Apple Arcade exclusives will receive funding from Apple
When Apple announced that it was launching Apple Arcade as a gaming subscription today (without revealing a price), it took a deeper step into the game business than it has ever done before by funding new titles.
Apple will commission and fund games for the service, and these exclusives won’t appear anywhere else. They’ll just be on the Apple Arcade subscription service. They won’t even be available as paid individual apps in the iOS app store.
The funding part is likely why the company has been able to sign up legendary game designers like Will Wright, creator of games like Sim City and The Sims, as makers of exclusive content for Apple Arcade.
Sam Rosenthal and Cedric Adams, makers of Where Cards Fall, are making an exclusive title for Apple Arcade. Hironobu Sakaguchi, the creator of Final Fantasy and founder of Mistwalker, is working on something called Fantasian for the service. Denis Mikan showed a game called Lifelike, where a player controls a swarm of fish or other creatures.
Bekah Saltzman is working on Overland, an indie title set in the post-apocalyptic world. Charles Cecil and Dave Gibbons (creator of Watchmen) are working on Beyond a Steel Sky, which is like a console game on mobile. Overall, Apple listed 35 developers and publishers working on Apple Arcade.
While those artists were shown in videos with their works, Apple didn’t provide any details on what those games will be. The subscription service will launch in the fall with more than 100 titles. Apple didn’t say how much the service would cost yet. Players will be able to play on iPhones, iPads, Macs, and Apple TV. Apple promises it will have a wide spectrum of games for all customer types.
Apple’s Ann Thai, manager for the app store, said onstage that the service will be available in 150 countries, and the games will be playable both in online and offline modes. The library of games will expand over time, and it will include both single-player and multiplayer games. (Presumably, an offline mode could be a tutorial in a multiplayer game).

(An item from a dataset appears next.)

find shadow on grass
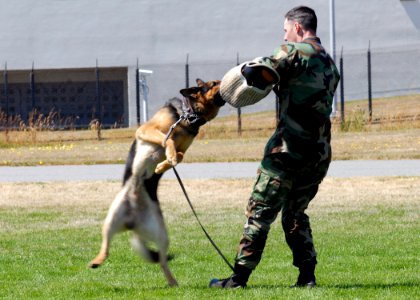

Thai said that Apple is contributing to development costs and working closely with creators to bring the games to life that would otherwise never been made. On mobile, game developers have to worry about making titles that have in-app purchases or can support ads. But Apple Arcade will not have those things, and Apple will not share private data for any players with the game developers or other third parties, Thai said onstage.
In some ways, the subscription service is a way to ward off the threat of cloud gaming. Services like Google Stadia would enable people to play triple-A console games on mobile devices — without paying Apple anything.
“Apple is making an early strategic move to both protect its app store revenues as these new services target iOS devices and to increase its potential margins from what will be a first-party games service,” said Piers Harding-Rolls, an analyst at IHS Markit, in an email. “As a download service, Apple Arcade is built to be relevant now not several years into the future when cloud-based services become more available, scalable and commercially viable.”
But Apple’s people said their main focus is on consumers and making sure that they have a good experience. Cloud gaming doesn’t allow players to do things like play offline while on a road trip or in a plane. Rather, the idea is to enable creators to create games that they have never been able to do, because of the limitations of things like in-app purchases or advertising. Apple does not appear to be interesting in launching its own cloud service.
In other words, the subscription model is expected to enable a new kind of better game that players will be able to enjoy more than free-to-play games with a lot of built-in delays or microtransactions. Apple wants to “redefine games” with this service.
The developers are free to create things like augmented reality games, which could take advantage of Apple smartphones. But Apple isn’t specifically lifting the veil on anything like that yet.